2. The graphical user interface according to claim 1, wherein said evolution parameter field is a slider.

3. The graphical user interface according to claim 1, wherein said evolution parameter field is manipulated by a mouse, joystick, knob, or touchpad.

4. The graphical user interface according to claim 1, wherein said variable related to the evolution of said genetic algorithm is a number of evaluations performed in said genetic algorithm.

5. The graphical user interface according to claim 1, wherein said variable related to the evolution of said genetic algorithm is a probability of any bit in a chromosome being a cutpoint in said genetic algorithm.

6. The graphical user interface according to claim 1, wherein said variable related to the evolution of said genetic algorithm is a probability of any bit in a chromosome being mutated in said genetic algorithm.
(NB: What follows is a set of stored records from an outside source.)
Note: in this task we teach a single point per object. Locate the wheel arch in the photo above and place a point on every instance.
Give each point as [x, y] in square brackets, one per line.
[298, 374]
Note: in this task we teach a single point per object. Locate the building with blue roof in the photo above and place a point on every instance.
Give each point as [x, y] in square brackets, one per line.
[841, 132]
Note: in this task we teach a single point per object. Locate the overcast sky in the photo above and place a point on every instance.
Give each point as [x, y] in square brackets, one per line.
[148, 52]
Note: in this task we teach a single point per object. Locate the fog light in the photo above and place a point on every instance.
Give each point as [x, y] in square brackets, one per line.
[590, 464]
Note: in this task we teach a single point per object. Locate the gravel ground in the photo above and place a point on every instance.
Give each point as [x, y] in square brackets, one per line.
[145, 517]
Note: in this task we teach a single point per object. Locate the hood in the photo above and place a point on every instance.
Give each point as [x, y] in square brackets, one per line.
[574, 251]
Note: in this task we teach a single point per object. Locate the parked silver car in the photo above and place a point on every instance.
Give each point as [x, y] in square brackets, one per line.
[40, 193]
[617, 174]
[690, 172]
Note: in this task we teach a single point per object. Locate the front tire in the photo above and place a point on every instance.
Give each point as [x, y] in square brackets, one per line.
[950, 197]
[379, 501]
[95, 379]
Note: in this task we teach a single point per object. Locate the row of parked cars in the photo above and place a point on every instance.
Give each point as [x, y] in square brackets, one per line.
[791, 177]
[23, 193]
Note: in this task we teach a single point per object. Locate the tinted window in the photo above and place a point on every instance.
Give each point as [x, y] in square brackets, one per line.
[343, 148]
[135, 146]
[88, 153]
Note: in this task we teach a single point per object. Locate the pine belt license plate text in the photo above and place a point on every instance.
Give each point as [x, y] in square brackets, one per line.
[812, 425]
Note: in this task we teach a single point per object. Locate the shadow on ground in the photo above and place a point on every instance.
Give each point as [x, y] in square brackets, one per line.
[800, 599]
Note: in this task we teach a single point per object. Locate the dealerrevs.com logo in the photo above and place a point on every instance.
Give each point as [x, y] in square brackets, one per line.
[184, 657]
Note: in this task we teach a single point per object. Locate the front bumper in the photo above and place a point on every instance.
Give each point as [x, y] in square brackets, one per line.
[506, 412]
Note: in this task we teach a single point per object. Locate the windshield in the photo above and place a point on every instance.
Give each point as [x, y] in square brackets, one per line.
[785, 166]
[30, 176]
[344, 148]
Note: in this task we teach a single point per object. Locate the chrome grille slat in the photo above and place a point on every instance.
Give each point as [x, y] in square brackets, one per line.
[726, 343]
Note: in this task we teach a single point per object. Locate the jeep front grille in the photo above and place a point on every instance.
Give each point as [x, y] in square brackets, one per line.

7. The graphical user interface according to claim 1, wherein said modification means comprises a direct manipulation of said genetic algorithm as indicated by the positional adjustment of said evolution parameter field, said direct manipulation being accomplished by overwriting a variable used in said genetic algorithm.

8. A method for dynamically modifying an evolution of a solution for a genetic algorithm, said method comprising steps of:

adjusting an evolution parameter field within a graphical user interface of a computer system from a first position to a second position, resulting in a positional adjustment, said evolution parameter field comprising at least one variable related to the evolution of said genetic algorithm;

updating the evolution of said solution for said genetic algorithm in real time based upon said positional adjustment in said step of adjusting; and

displaying the update of said solution for said genetic algorithm within the graphical user interface.

9. The method according to claim 8, wherein in said step of adjusting, said evolution parameter field is adjusted from said first position to said second position by a user.

10. The method according to claim 8, wherein said step of updating comprises a direct manipulation of said genetic algorithm as indicated by the positional adjustment of said evolution parameter field, said direct manipulation being accomplished by overwriting a variable used in said genetic algorithm.

11. The method according to claim 10, wherein said variable used in said genetic algorithm is a number of evaluations performed in said genetic algorithm.

12. The method according to claim 10, wherein said variable used in said genetic algorithm is a probability of any bit in any solution being a cutpoint in said genetic algorithm.

13. The method according to claim 10, wherein said variable used in said genetic algorithm is a probability of any bit in any solution being mutated in said genetic algorithm.

14. A machine readable memory for storing computer code to act as a graphical user interface to a genetic algorithm, said memory comprising:

a first code section stored in memory for receiving an adjustment of an evolution parameter field within said graphical user interface from a first position to a second position, resulting in a positional adjustment, said evolution parameter field comprising at least one variable related to the evolution of said genetic algorithm;

a second code section stored in memory for updating the evolution of said solution for said genetic algorithm in real time based upon said positional adjustment in said step of adjusting; and

a third code section stored in memory for displaying the update of said solution for said genetic algorithm within the graphical user interface.

15. The machine readable memory according to claim 14, wherein said memory exists on a server.

16. The machine readable memory according to claim 14, wherein said memory exists on a website.